The extent to which AI predictions are likely to be inaccurate relative to other predictions is unclear. Reasons to suspect they would be that we have investigated seem weak, but we have not investigated all of the relevant considerations.
Predictions of AI timelines are likely to be biased toward optimism by roughly decades, especially if they are voluntary statements rather than surveys, and especially if they are from populations selected for optimism.
A number of reasons have been suggested for particularly distrusting AI predictions:
- Disparate predictions One sign that AI predictions are not very accurate is that they differ over a range of a century or so. This is not as straightforward or as damning as it may appear: very similar probability distributions can have very 'predictions' depending on exactly what is meant by 'prediction'.
- Similarity of old and new predictions+ Old predictions form a fairly similar distribution to more recent predictions, except for very old predictions. This is weak evidence that new predictions are inaccurate.
- Similarity of expert and lay opinions+ There is somewhat conflicting evidence on whether expert and lay opinions on AI timelines are substantially different+. Probably they are. This is weak evidence in favor of AI experts having relevant expertise.
- Model of areas where people predict well Research has produced a characterization of situations where experts predict well and where they do not. AI is purportedly a central case of where they do not. See table 1 here. We have not investigated this in depth.

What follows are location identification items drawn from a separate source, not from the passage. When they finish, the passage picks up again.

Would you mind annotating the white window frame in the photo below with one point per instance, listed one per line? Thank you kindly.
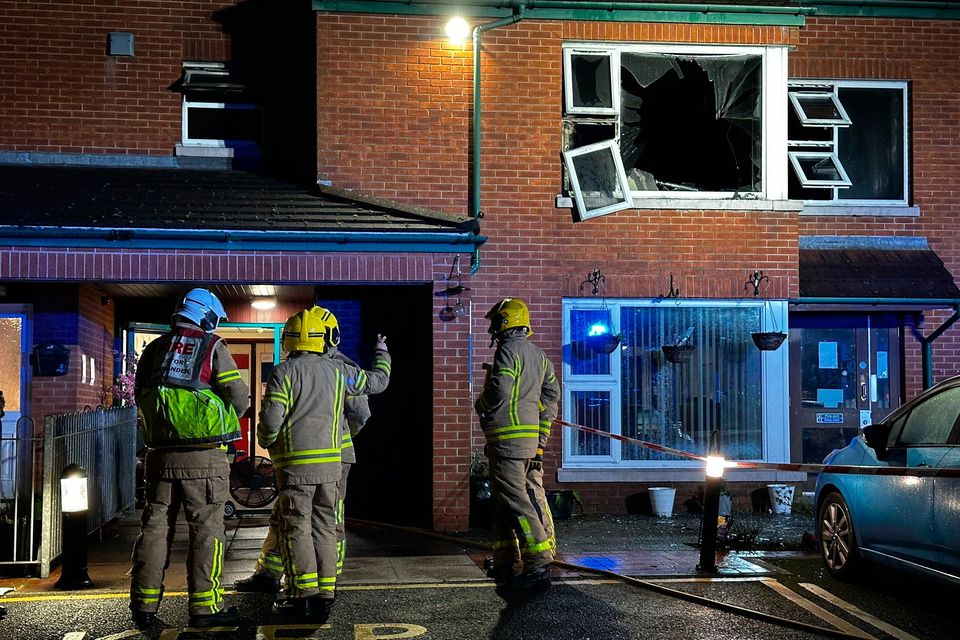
(626, 201)
(775, 391)
(211, 142)
(807, 181)
(773, 106)
(802, 85)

A number of biases have been posited to affect predictions of human-level AI:
- Selection biases from optimistic prediction population Some factors that cause people to make predictions about AI are likely to correlate with expectations of human-level AI arriving sooner. Evidence from surveys suggests that people working in AGI are likely to be unrealistically optimistic about AI timelines, by roughly decades+.
- Biases from short-term predictions being recorded There are a few reasons to expect recorded public predictions to be biased toward shorter timescales. Overall these probably make public statements on the order of a decade more optimistic+.
- Maes-Garreau law The Maes-Garreau law is a posited tendency for people to predict important technologies not long before their own likely death. It probably doesn't afflict predictions of human-level AI substantially+.
- Fixed period bias There may be a stereotype that people tend to predict AI in 20-30 years. There is weak evidence of such a tendency around 20 years, though little evidence that this is due to a bias+.
These would complicate interpretation of predictions of AI. In our opinion, these are unlikely to substantially worsen predictions.
AI appears to exhibit several qualities characteristic of areas that people are not good at predicting. Individual AI predictions appear to be inaccurate by many decades in virtue of their disagreement. Other grounds for particularly distrusting AI predictions seem to offer weak evidence against them, if any. Overall, this weakly suggests AI predictions are likely to be less accurate than many things people predict, though quantifying this with current data seems very hard.
Biases toward early estimates appear to exist, as a result of optimistic people becoming experts, and optimistic predictions being more likely to be published for various reasons. This suggests predictions from researchers working very closely on human-level AI are likely to be particularly biased toward optimism, as are voluntary statements.